Each of those two nodes is the position where another splitting and rejoining occurs, and so the network multiplies the event across the whole extent of the fabric. 

The burden of miserable loneliness that the seated man feels passes away from his own emotional core and is assimilated by the greater, more powerful grief of the woman who cannot find her lover.  His own emotion is carried from him like an electrical current as she goes into the wood to seek her partner. 

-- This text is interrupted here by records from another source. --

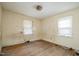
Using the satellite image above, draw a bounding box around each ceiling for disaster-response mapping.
[0,2,79,19]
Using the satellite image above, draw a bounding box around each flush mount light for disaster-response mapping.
[36,5,42,11]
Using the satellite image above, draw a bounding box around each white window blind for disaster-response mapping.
[23,20,32,34]
[58,16,72,37]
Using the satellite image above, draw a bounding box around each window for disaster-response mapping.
[58,16,72,37]
[23,20,32,34]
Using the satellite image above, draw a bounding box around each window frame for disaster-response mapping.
[57,16,73,37]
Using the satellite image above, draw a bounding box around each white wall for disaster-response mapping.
[2,9,40,46]
[0,6,2,52]
[42,8,79,50]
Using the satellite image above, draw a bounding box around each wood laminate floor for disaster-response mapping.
[2,40,74,56]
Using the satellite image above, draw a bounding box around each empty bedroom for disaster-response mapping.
[0,2,79,56]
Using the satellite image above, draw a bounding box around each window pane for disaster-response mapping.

Then ‘twixt my tears a maiden did I see

Who drew anigh to me on the leaf-strewn grass

Then stood and gazed upon me pitifully

With grief-worn eyes until my woe did pass

From me to her, and tearless now I was,

And she mid tears was asking me of one

She long had sought unaided and alone.         

 

The sad situation described by the poem is that night falls and the two lovers pass by each other in the darkness wood without being aware of each other.  It is not that that do not meet; there is a junction point, but to no avail.  It turns out that they had ‘met and missed, in the dark night’.  When the man comes out of the wood in the morning he is grieving that he and his lover cannot find each other.  The emotion flows back into the seated man so that his original melancholy is redoubled.

 

Then midst my pity for their lost delight,

Yet more with barren longing I grew weak,

Yet more I mourned that I had none to seek.

 

The venture into the wood rests on the possibility that the intense emotion of delight is available.  The woman’s path might be said to be from the minus of the emotionless narrator to the plus of delight in sexual conjuncture.  The man who comes out from the wood comes from the minus of the missed meeting to the plus of the redoubled misery of the narrator. 

 

Morris with his alertness to pattern-making sees that a side-node can convert to a central junction-point as the eye travels vertically and horizontally across the net.  Each actor can play the role of lovelorn or fulfilled lover.  The logic of the repeat and the various forms of symmetry means that any narrative role is not fixed.   An additional point that should be stressed is that it is central to his artistic project to recognise the equal potency of joy and sorrow.  This helps us to see that delight can be a plus, but intense sorrow can also be a plus. 

 

The poem reveals that the paradoxical non-meeting (‘met, and missed’) is an allegory for misunderstanding caused by social convention with its prohibitions and the veiling of truth in romance.

 

 A diagram of the poem would look like this'Error and Loss' diagram.JPG

 

This blog entry is part of the Scrambled Messages enquiry into motifs of non-communication (or thwarted communication) in cultural forms.  It raises the question of whether the transfer of emotions and the variation in the emotional state of the narrator in Morris’s poem can be considered in terms of electrical charge.  The comparison that I have made with patterns adopted by Morris & Co in printed textiles raises an additional question about the function of nodal points in a pattern.  Energy flow is directional in terms of the imagined vegetative forms and their biological growth.  Naturalism, insofar as it informs Morris’s design practice, requires the surging forward, or upward, of growth.  The context of successful and thwarted communication in ‘Error and Loss’ raises the possibility that the lines of the pattern and the points of conjunction might be understood in terms of communications technology and the electric cable.  Energy flow is reversible in this context.  Switches can be flipped. This might be important to consider in terms of the abstract geometries harnessed in pattern making which do not respect the presumptions of naturalism.